Data from practices in the PACCI pilot were used to determine the program’s effect on patients with chronic illness(es), a subpopulation requiring complex care. This was a longitudinal observational study conducted to assess the impact of adopting the PCMH as a model for improving primary care, focusing on PMPM healthcare costs and utilization per 1000 patients over 3 years of follow-up data.

Study Population

A cohort of chronically ill members—defined as patients having asthma, coronary artery disease, congestive heart failure, chronic obstructive pulmonary disease, diabetes, and/or hypertension—was created from administrative medical claims in the baseline year, 2008. Chronic illness was identified using International Classification of Diseases, Ninth Revision, Clinical Modification (ICD-9-CM) codes from medical claims data. Additionally, all patients must have been continuously enrolled in the same practice from 2008 through 2011. We also limited our analysis to practices located within Philadelphia city limits in order to limit the effect of urban-suburban disparities on our findings24,25 and because the majority of initial PCMH practices were located within the city.

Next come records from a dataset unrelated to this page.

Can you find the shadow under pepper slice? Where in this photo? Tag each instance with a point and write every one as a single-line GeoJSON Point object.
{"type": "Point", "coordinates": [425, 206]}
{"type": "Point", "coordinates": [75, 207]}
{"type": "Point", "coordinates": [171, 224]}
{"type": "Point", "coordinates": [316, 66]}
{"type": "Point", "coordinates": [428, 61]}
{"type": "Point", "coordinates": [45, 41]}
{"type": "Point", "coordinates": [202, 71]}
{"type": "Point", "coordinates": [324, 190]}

Defining the Patient-Centered Medical Home

To provide an operational definition of a “medical home,” the PACCI relied on the definition provided by the NCQA as of 2008.26 Practices were assigned PCMH status if they received at least Level 1 NCQA recognition in 2009 and maintained recognition through at least 2011. Level 1 recognition required that practices meet 5 of 10 possible “must pass” criteria and accumulate 25 total “points.” The complete list of potential PCMH improvements recognized by the NCQA appears in Table 1. Practices designated “non-PCMH” did not join the PCMH program at any point during years 2008 to 2011 and were used as controls. The resulting study population consisted of 2674 patients enrolled in 11 PCMH practices and 19,546 patients in 393 non-PCMH practices, all of which were located within Philadelphia city limits.

Analytical Framework

This study was conducted as a longitudinal observational study to best assess the impact of adopting the PCMH model as a vehicle for improving primary care of chronically ill members. The outcomes of interest were PMPM healthcare utilization and costs. Costs were reported separately as inpatient, ED, specialist, and outpatient care costs, as well total PMPM costs. Utilization was reported in terms of inpatient admissions, ED visits, specialist visits, and outpatient visits per 1000 patients over 3 years of follow-up. Data on costs and utilization were extracted from medical claims; patient-level covariates of age and gender were recorded from enrollment data. To control for differences between the PCMH and non-PCMH groups at baseline, patient-level covariates (age, gender, and costs at baseline) were included in regression models.

At baseline, a number of differences were observed between case and control practices in terms of patient age and risk profile, socioeconomic characteristics, and comorbid conditions, which translated into significant differences in terms of costs and utilization even before the introduction of PCMH changes in the cases. The Figure presents some of these baseline comparisons. Patients in practices adopting PCMH reforms were generally younger (aged 39.2 years vs 45.4 years; P <.0001), but had lower estimated risk scores (1.61 vs 1.81; P <.05) and significantly different case mix in terms of illness profiles.